E _a = 90.599r-33.265g-5.609b = 90.599 * 0.365-33.265 * 0.554-5.609 * 0.081 = 14.2 (kJ / mol)

Conclusion: as follows from tables 5, the proposed method is not inferior in accuracy to the known one.

The advantages of the proposed method are as follows:

1. Any standard radiation source is used to determine the PCF.

2. No adjustments to the calculations are required.

3. The color of all components of the composition of the objects of study is taken into account, which increases the accuracy of the method.

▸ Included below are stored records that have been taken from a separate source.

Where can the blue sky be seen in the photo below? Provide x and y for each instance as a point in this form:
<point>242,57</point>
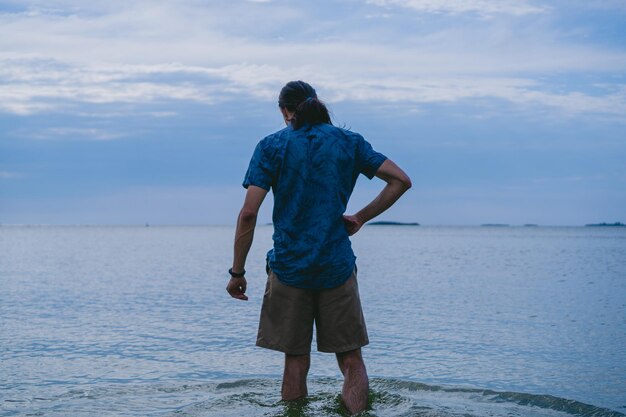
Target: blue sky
<point>503,111</point>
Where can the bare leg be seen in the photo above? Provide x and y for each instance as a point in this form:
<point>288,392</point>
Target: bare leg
<point>294,377</point>
<point>355,384</point>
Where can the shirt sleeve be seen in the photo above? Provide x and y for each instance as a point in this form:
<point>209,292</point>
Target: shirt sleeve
<point>368,160</point>
<point>260,172</point>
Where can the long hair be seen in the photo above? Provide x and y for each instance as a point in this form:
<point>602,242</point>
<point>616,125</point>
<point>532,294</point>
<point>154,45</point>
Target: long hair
<point>301,99</point>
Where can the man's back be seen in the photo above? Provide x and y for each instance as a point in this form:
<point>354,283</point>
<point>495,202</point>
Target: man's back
<point>312,171</point>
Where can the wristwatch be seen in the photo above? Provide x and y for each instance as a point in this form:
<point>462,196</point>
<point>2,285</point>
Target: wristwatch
<point>236,274</point>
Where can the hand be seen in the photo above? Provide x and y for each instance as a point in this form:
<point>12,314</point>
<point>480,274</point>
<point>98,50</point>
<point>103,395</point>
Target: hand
<point>237,287</point>
<point>352,224</point>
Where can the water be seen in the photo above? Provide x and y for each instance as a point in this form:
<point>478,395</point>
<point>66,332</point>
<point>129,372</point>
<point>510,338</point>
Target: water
<point>135,321</point>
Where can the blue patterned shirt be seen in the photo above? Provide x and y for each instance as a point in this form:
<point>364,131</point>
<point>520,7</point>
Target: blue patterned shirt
<point>312,172</point>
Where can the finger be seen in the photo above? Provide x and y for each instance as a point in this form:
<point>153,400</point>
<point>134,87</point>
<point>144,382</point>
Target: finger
<point>241,296</point>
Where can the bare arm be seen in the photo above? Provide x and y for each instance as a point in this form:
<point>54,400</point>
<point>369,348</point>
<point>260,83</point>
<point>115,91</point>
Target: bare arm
<point>244,234</point>
<point>397,183</point>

4. The method is suitable for both liquid and solid multicomponent hydrocarbon systems.

Claims (5)

The method for determining the physicochemical properties of multicomponent hydrocarbon systems, according to which the color characteristics are determined in the XYZ colorimetric system by recording the absorption spectra of the samples in the visible region of the electromagnetic spectrum, then a transition is made from the XYZ colorimetric system to the RGB colorimetric system, three coordinates of red, green and blue are determined colors of the RGB colorimetric system, which linearly correlate with the physicochemical properties of the studied objects, and determine Physico-chemical properties of the formula

where Z is one of the physicochemical properties: relative density, number average molecular weight, activation energy of viscous flow, and Condarson cokeability; r, g, b - color coordinates of the RGB system; a ₁ , a ₂ and a ₃ are numerical coefficients calculated by the least squares method and constant for a given physicochemical property of a given hydrocarbon system.